Hoje, contudo, a situação está mais difícil ainda: o poder político está refém, como nunca, de gente sem rosto e de outra
bem conhecida que não tem qualquer pejo em recorrer à pressão e à chantagem, ameaçando empurrar as nações para a
“insolvência”, interferindo, dessa forma, na negociação. Sempre que podem, tentam contorná-la, dando por adquirido o
que deveria ser apenas proposta. Assim, impõem estreitíssima margem negocial ao patronato e margem zero ao poder
político.
Uma nota final:
Ouvimos, no dia 1, Sarkozy afirmar que os Sindicatos deveriam deixar cair as suas bandeiras e servir o país – é este o
conceito de concertação e acordo social que tem, neste momento, boa parte dos governantes europeus. Para os
Sindicatos, embarcarem nesta desvario seria aceitarem assinar pacto com o diabo. As bandeiras que Sarkozy quer que
os Sindicatos deixem cair são os direitos dos trabalhadores; aquilo a que estes governantes chamam país, são os seus
interesses políticos. E ele acrescentava que era contra a luta de classes porque era pela França. Tentava, com este
discurso, puxar pela ideia do “somos todos iguais”, não há explorados ou exploradores, já não há luta porque acabaram
as classes… afinal, é este o espírito dos que baniram do vocabulário laboral “patrões” e “trabalhadores”, resumindo tudo
a “colaboradores”.
Uns mais liberais, outros mais sociais-democratas, mas todos sob o fogo do poder económico, representado pelo FMI, e
do centro de poder neoliberal sedeado em Bruxelas, as políticas não se distinguem muito, sendo o estilo a principal
diferença detetável. Neste quadro político, económico e social o espaço para um pacto social é praticamente inexistente.

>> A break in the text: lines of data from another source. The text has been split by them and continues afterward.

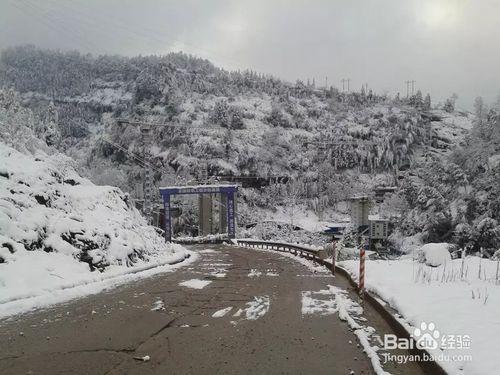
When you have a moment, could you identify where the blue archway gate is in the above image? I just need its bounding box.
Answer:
[160,185,238,242]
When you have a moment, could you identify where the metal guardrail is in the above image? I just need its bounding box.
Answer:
[233,239,447,375]
[235,240,329,265]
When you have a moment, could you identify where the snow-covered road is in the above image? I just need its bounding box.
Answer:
[0,246,421,374]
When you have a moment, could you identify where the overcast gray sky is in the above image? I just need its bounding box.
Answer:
[0,0,500,108]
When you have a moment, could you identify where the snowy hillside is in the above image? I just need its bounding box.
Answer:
[0,141,186,314]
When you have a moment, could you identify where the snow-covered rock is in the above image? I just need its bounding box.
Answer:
[418,243,451,267]
[0,142,186,312]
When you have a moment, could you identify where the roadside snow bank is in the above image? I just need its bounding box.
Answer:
[339,257,500,375]
[0,143,187,316]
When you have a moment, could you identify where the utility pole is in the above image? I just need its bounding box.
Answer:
[140,126,153,224]
[117,119,153,224]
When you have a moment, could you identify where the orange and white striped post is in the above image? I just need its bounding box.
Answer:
[358,238,370,299]
[332,240,337,275]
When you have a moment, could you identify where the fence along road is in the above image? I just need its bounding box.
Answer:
[0,245,422,374]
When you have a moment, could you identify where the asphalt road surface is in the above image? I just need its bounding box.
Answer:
[0,245,422,375]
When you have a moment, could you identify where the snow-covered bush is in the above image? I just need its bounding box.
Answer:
[418,243,451,267]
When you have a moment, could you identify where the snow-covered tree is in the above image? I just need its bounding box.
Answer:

Aos trabalhadores cabe pugnar, lutando, pelos seus direitos, com a certeza que, cada um que for perdido, será de difícil
recuperação. Aos Sindicatos compete saber interpretar o descontentamento e a indignação de quem representam,
construir percursos alternativos e lutar por soluções de mudança que contribuam para uma sociedade justa, solidária e
inclusiva. Nos tempos que correm, de tanta descrença, de tanto desânimo, de tanta falta de confiança, aos Sindicatos
cabe transformar desespero em esperança e isso não conseguem juntando-se aos responsáveis pela situação e
legitimando as suas intenções. Não é esse o papel dos Sindicatos e não é isso que deles esperam os trabalhadores.
É certo que, com a luta, podemos não ganhar, mas perderemos sempre sem ela. E também há a honra e a dignidade e
essas não se vendem nem se oferecem. De pé será possível garantir direitos, de cócoras, na melhor das hipóteses,
conseguiremos esmolas. Os Homens e as Mulheres afirmam-se de pé!